Let the Rain Fall Down
Mortis
05-10-2021, 01:18 AM
Ah, so Mortis was also getting away from the problems plaguing his mind. He could understand and empathize with him. He had just lost his mother and his brother, just like how Artorias was currently in the process of losing his mother. Deaths of mothers seemed to be the in-style for the season, it seemed... He didn't know whether he should address Mortis' loss if he was trying to ignore it, but it didn't feel right in his heart to just pretend like it didn't happen. "I'm sorry, for the loss of your mother and brother," he said, paws carrying him closer to sit down in the damp grass beside Mortis so the bigger wolf wouldn't have to stretch his wing quite so much. Art's ears folded to his skull and his shoulders slumped while he let the weight of the world settle over him like a blanket. Here they were, two sons hiding from the horrors of a reality without a parent, trying to pretend it didn't hurt. What a pair they made.

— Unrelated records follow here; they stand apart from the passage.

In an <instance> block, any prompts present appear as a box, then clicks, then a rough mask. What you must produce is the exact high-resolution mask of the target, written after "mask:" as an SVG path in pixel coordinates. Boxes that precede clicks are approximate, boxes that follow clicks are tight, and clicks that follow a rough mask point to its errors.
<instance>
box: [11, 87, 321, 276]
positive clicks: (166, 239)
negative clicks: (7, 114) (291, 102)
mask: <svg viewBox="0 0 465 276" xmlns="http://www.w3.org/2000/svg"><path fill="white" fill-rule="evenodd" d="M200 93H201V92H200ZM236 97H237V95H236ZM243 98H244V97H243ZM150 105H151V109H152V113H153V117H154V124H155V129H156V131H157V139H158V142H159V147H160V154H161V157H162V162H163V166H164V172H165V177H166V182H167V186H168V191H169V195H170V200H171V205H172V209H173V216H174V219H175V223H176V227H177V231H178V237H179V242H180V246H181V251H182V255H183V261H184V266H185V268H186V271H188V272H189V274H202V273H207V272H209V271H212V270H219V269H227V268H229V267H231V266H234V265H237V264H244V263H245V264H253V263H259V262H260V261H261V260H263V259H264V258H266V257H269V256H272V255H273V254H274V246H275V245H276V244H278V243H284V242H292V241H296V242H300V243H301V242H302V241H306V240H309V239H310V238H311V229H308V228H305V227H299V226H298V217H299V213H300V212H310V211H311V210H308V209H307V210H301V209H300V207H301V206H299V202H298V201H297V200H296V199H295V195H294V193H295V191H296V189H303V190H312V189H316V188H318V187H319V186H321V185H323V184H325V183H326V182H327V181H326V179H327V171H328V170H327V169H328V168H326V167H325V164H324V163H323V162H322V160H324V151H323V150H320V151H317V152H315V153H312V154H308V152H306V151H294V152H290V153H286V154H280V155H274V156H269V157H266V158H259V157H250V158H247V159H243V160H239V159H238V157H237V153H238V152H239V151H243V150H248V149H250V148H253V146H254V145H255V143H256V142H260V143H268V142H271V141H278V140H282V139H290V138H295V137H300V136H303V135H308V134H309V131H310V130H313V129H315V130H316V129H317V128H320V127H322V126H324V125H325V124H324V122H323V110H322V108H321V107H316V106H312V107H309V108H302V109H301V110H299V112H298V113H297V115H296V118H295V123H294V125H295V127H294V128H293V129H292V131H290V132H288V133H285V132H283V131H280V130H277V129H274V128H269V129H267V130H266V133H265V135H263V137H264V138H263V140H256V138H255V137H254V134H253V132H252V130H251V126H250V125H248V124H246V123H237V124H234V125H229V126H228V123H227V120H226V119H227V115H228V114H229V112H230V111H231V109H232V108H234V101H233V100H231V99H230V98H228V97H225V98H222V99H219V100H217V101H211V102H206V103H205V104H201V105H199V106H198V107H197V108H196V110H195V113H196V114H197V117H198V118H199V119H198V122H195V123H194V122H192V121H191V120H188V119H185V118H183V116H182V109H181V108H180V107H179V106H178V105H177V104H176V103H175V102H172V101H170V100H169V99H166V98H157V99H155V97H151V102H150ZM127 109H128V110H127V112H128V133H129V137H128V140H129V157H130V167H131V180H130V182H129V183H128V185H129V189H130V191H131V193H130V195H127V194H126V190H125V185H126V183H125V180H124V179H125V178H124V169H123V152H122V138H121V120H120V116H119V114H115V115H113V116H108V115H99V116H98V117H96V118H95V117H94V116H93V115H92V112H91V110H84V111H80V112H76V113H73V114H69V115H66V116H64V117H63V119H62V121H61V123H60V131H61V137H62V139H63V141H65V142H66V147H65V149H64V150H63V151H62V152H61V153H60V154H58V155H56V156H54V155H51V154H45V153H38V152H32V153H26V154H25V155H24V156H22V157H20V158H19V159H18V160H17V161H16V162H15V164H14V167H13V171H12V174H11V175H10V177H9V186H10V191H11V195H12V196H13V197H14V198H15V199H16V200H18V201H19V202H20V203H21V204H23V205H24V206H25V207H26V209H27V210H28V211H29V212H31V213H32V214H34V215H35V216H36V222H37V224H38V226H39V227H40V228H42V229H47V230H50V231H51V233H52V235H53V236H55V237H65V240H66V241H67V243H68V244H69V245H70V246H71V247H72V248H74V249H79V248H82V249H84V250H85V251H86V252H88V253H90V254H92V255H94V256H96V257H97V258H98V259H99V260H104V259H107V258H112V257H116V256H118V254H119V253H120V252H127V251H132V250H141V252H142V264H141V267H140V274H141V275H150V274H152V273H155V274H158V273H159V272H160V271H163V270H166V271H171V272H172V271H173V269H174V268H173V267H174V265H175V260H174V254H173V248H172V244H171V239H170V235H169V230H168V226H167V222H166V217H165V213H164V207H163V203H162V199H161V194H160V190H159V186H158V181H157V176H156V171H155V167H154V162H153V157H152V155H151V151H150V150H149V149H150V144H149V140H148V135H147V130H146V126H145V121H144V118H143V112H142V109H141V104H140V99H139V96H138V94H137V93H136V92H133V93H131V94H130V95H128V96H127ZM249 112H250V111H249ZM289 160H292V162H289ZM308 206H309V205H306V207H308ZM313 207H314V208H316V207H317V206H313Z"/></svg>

"How did you get them...?" he asked, looking back up to Mortis; impressive wings. They appeared to be just like a bird's wings, except they jutted from the wolf's back just behind his shoulders. So he couldn't fly with them... so how had he ended up with the feathered appendages? He hoped he wasn't being rude by asking, and was already mentally preparing an apology, just in case. Mortis asked him if he thought the loss would always hurt. Artorias hesitated in his answer. This was his first time experiencing a loss this close to his heart, and he honestly had no idea what to expect. "I don't know... I hope not," he eventually said, peering back out over the rainy plains. "I don't think it will ever go away, maybe just get better over time. Like, maybe we heal, learn to live without the ones we lose, and maybe we get back to normal... but the hurt will always be like a button in our hearts. Sometimes that button gets pressed a lot, and sometimes it doesn't get pressed for months, maybe years at a time..."

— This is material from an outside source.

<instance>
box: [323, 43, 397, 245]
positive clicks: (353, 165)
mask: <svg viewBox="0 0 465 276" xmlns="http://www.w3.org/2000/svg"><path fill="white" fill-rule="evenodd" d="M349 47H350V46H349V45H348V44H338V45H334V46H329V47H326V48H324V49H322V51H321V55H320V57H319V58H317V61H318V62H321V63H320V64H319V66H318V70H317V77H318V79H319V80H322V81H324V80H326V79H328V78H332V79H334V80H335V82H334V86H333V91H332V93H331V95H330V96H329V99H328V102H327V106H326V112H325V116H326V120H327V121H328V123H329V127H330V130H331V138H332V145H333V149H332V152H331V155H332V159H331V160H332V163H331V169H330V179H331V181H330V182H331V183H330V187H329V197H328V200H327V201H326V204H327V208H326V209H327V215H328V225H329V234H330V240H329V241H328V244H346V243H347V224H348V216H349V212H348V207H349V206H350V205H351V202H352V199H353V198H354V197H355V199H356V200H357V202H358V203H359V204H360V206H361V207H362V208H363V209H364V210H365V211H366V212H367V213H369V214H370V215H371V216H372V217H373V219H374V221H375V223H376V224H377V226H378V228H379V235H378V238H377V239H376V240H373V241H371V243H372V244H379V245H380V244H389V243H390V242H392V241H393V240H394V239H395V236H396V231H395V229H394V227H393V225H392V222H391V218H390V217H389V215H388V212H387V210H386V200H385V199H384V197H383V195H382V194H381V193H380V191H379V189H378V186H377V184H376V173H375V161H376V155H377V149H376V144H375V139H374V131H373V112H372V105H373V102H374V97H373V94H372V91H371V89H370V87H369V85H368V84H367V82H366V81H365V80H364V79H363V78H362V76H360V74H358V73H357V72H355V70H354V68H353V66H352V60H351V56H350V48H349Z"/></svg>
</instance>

He didn't know if that exactly answered Mortis' question, but he hoped that's how it was. He knew he would never forget his mother, and as long as he had the memories to bring him joy, they would also bring him heartache. But he wouldn't dare trade them away for anything. If living with the pain was the cost of loving someone so deeply, it was a price of admission he would pay time and time again. "What do you think?" he asked, turning fiery eyes up to cool blue.